Multiple missiles hit Ukraine after Russia blamed Kiev for Black Sea fleet attack
Ukrainian officials have reported multiple missile strikes in cities across the country, including the capital Kiev, after Russia accused Ukraine of attacking its Black Sea fleet in the Crimean port city of Sevastopol.
“Another batch of Russian missiles hits Ukraine’s critical infrastructure,” Ukraine’s foreign minister Dmytro Kuleba said on Monday.
Ukraine’s foreign ministry spokesman Oleg Nikolenko said missiles targeted energy infrastructure in Kiev and other cities, causing electricity and water outages.

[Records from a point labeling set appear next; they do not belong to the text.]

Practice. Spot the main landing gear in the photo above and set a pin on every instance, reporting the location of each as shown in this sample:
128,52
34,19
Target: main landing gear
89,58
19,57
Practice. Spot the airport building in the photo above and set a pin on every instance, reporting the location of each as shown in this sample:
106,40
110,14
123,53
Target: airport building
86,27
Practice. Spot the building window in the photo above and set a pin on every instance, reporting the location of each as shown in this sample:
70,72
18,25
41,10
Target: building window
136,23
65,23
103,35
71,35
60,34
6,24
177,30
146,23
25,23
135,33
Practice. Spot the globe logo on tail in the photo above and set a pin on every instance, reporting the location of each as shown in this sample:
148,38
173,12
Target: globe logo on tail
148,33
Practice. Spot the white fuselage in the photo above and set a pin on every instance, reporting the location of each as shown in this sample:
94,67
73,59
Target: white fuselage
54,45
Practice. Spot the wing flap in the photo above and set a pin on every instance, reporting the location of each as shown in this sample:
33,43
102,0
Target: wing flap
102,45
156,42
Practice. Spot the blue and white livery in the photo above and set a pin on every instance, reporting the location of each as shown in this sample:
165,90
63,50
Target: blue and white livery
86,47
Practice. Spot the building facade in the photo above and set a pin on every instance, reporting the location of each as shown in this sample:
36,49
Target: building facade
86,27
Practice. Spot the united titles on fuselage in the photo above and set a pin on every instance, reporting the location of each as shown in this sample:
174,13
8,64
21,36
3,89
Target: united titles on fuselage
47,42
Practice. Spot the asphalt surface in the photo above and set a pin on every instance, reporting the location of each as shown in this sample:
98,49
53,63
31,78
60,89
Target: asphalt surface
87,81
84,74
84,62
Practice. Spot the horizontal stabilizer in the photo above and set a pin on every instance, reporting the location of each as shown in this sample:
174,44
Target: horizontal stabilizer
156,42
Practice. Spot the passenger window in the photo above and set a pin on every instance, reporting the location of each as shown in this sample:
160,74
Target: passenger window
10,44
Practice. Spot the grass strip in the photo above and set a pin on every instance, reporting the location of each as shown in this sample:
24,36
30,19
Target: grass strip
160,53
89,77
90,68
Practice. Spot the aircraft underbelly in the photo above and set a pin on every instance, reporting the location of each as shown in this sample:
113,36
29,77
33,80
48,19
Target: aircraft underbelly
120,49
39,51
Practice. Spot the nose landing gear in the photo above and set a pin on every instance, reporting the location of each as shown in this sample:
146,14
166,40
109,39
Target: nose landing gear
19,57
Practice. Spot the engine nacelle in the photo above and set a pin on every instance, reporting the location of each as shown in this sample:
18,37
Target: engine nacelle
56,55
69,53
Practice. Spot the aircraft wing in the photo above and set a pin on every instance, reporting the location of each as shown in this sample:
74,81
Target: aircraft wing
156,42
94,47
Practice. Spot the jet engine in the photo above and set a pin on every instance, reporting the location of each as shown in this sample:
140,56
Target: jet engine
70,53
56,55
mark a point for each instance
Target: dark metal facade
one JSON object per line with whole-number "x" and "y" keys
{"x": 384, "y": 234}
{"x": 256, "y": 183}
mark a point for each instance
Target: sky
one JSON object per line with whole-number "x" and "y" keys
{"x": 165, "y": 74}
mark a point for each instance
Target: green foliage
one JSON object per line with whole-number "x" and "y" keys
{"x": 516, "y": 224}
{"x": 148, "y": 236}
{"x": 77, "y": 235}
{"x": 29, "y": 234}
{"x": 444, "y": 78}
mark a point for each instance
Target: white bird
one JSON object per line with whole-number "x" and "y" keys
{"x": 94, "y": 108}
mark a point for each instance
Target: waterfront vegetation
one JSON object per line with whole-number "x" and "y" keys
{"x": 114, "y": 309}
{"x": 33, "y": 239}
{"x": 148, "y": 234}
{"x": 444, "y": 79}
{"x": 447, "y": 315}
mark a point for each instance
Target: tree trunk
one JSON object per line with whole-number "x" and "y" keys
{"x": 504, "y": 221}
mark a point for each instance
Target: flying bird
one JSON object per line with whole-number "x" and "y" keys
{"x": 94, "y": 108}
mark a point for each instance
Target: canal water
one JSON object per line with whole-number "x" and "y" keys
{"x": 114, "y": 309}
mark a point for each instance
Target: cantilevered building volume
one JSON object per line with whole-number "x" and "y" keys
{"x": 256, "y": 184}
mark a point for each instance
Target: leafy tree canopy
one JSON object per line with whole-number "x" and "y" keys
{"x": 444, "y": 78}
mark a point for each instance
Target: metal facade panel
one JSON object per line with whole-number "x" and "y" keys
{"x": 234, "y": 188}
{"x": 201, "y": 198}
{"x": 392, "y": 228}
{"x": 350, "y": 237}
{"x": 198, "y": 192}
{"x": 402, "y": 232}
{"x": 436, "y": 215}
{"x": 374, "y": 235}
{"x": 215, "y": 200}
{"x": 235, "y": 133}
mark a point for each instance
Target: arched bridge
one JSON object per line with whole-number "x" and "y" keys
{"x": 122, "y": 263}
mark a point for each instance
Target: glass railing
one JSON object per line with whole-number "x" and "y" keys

Ukraine’s Air Force spokesman Yuriy Ihnat said that Russia used its strategic bombers to carry out its “massive” strikes.
There was no immediate reaction from Moscow, which has blamed Kiev for launching drone attacks on its Black Sea Fleet in a Crimean port on Saturday.
Russia said the ships targeted in Saturday’s attack were involved in the internationally-brokered deal to allow grain exports from Ukrainian ports. Following the attack, the Kremlin announced that it was suspending its participation in the deal.
Russia and Ukraine are both among the world’s largest food exporters. Moscow imposed a blockade on Ukrainian grain shipments since Kiev was using the ports for the massive delivery of Western weaponry for its military confrontation with Russia.
Ukrainian President Volodymyr Zelensky, meanwhile, accused Russia of “blackmailing the world with hunger” by pulling out of the grain export deal negotiated by the United Nations and Turkey.
The embattled leader claimed in an overnight address that among vessels held up by the blockade was one carrying tens of thousands of tons of wheat, chartered by the UN World Food Program for emergency response in the Horn of Africa.
Moreover, Ukraine’s infrastructure ministry announced that a total of 218 vessels were “effectively blocked.”
The grain pact required Russia and Ukraine to coordinate inspections and transit of ships through the Black Sea with the United Nations and Turkey acting as mediators.
No ships were allowed to move on Sunday. The UN said it had agreed with Turkey and Ukraine on a transit plan for Monday for 16 ships to transit Black Sea grain, 12 outbound and four inbounds. There was no immediate reaction from Russia.
The United Nations said Russian officials had been told about the plan, along with the intention to inspect 40 outbound vessels on Monday, and noted that “all participants coordinate with their respective military and other relevant authorities to ensure the safe passage of commercial vessels” under the deal.
Russia launched a military operation in Ukraine in late February, following Kiev’s failure to implement the terms of the Minsk agreements and Moscow’s recognition of the breakaway regions of Donetsk and Luhansk.
At the time, Russian President Vladimir Putin said one of the goals of what he called a “special military operation” was to “de-Nazify” Ukraine.
Earlier in the month, Russia unleashed the biggest air strikes since the start of its military operation in retaliation for a truck bombing attack on a critical bridge to Crimea.
The West-backed government in Kiev has neither confirmed nor denied responsibility for the attack on the Russian fleet in what appears to be its policy of ambiguity for acts of sabotage in Crimea.